PyTorch Ecosystem

PyTorch 支持 2 种独立的模式来处理研究和生产环境。

  • Eager 模式:eager execution, 运行时构建计算图,中间计算结果会立即传输给python进程。
  • Script 模式:graph execution, 直到整个图计算完成,状态才会返回到 Python 进程。两个组件,PyTorch JITTorchScript :
    • Pytorch JIT 针对pytorch程序优化过的编译器。
    • TorchScript 是 Python 语言的静态高性能子集。

简单地理解,TorchScript是一门脚本语言,PytorchJIT是这门语言的编译器,两者联合可以实现pytorch模型快速的计算,即从eager 模式切换到script 模式。

Basics of TorchScript

pytorch提供接口将eager模式定义的计算图(python代码调用pytorch的API实现,Module对象),转换成脚本语言定义的计算图(TorchScript就是这种脚本语言,ScriptModule对象),该计算图可以视作一种中间表达,是与Python runtime解耦的。

注意除了Module外,普通函数也可以转换为TorchScript代码,对应着ScriptFunction类,功能上等价于ScriptModule

比如,pytorch原生的模型定义如下:

class MyCell(torch.nn.Module):
    def __init__(self):
        super(MyCell, self).__init__()
        self.linear = torch.nn.Linear(4, 4)

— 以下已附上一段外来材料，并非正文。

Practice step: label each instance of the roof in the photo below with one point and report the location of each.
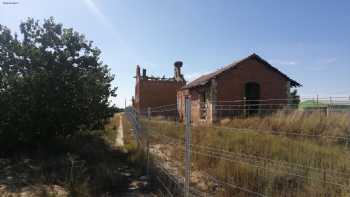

    def forward(self, x, h):
        new_h = torch.tanh(self.linear(x) + h)
        return new_h, new_h

my_cell = MyCell()
x, h = torch.rand(3, 4), torch.rand(3, 4)
traced_cell = torch.jit.trace(my_cell, (x, h))
print(traced_cell)
traced_cell(x, h)

通过torch.jit.trace转换成了TorchScript形式,通过print(traced_cell.graph) 获取图的描述如下:

graph(%self.1 : __torch__.MyCell,
      %x : Float(3, 4, strides=[4, 1], requires_grad=0, device=cpu),
      %h : Float(3, 4, strides=[4, 1], requires_grad=0, device=cpu)):
  %linear : __torch__.torch.nn.modules.linear.Linear = prim::GetAttr[name="linear"](%self.1)
  %20 : Tensor = prim::CallMethod[name="forward"](%linear, %x)
  %11 : int = prim::Constant[value=1]() # /var/lib/jenkins/workspace/beginner_source/Intro_to_TorchScript_tutorial.py:189:0
  %12 : Float(3, 4, strides=[4, 1], requires_grad=1, device=cpu) = aten::add(%20, %h, %11) # /var/lib/jenkins/workspace/beginner_source/Intro_to_TorchScript_tutorial.py:189:0
  %13 : Float(3, 4, strides=[4, 1], requires_grad=1, device=cpu) = aten::tanh(%12) # /var/lib/jenkins/workspace/beginner_source/Intro_to_TorchScript_tutorial.py:189:0
  %14 : (Float(3, 4, strides=[4, 1], requires_grad=1, device=cpu), Float(3, 4, strides=[4, 1], requires_grad=1, device=cpu)) = prim::TupleConstruct(%13, %13)
  return (%14)

提高可读性,通过print(traced_cell.code)转换成遵循python语法的解释。

def forward(self,
    x: Tensor,
    h: Tensor) -> Tuple[Tensor, Tensor]:
  linear = self.linear
  _0 = torch.tanh(torch.add((linear).forward(x, ), h))
  return (_0, _0)

TorchScript是Python语言的子集,有些Python语法不支持。

好处:

  1. TorchScript有自己的解释器去调用TorchScript code,没有GIL,可以并行更快速;
  2. TorchScript code形式,不依赖于python,可以在不同语言环境中部署模型;
  3. 可以基于TorchScript code进行编译优化,加速执行;
  4. 可以和许多后端运行时进行交互

Converting Modules

有两个接口实现ModuleScriptModule 的转换:

  • 运行追踪torch.jit.trace: It has invoked the Module, recorded the operations that occured when the Module was run, and created an instance of torch.jit.ScriptModule. 使用example input,记录整个计算图的流程。没有执行过的操作不会被记录,所以不能记录类似if-else的“控制流”。 比如,模型定义如下:
class MyDecisionGate(torch.nn.Module):
    def forward(self, x):
        if x.sum() > 0:
            return x
        else:
            return -x

class MyCell(torch.nn.Module):
    def __init__(self, dg):
        super(MyCell, self).__init__()
        self.dg = dg
        self.linear = torch.nn.Linear(4, 4)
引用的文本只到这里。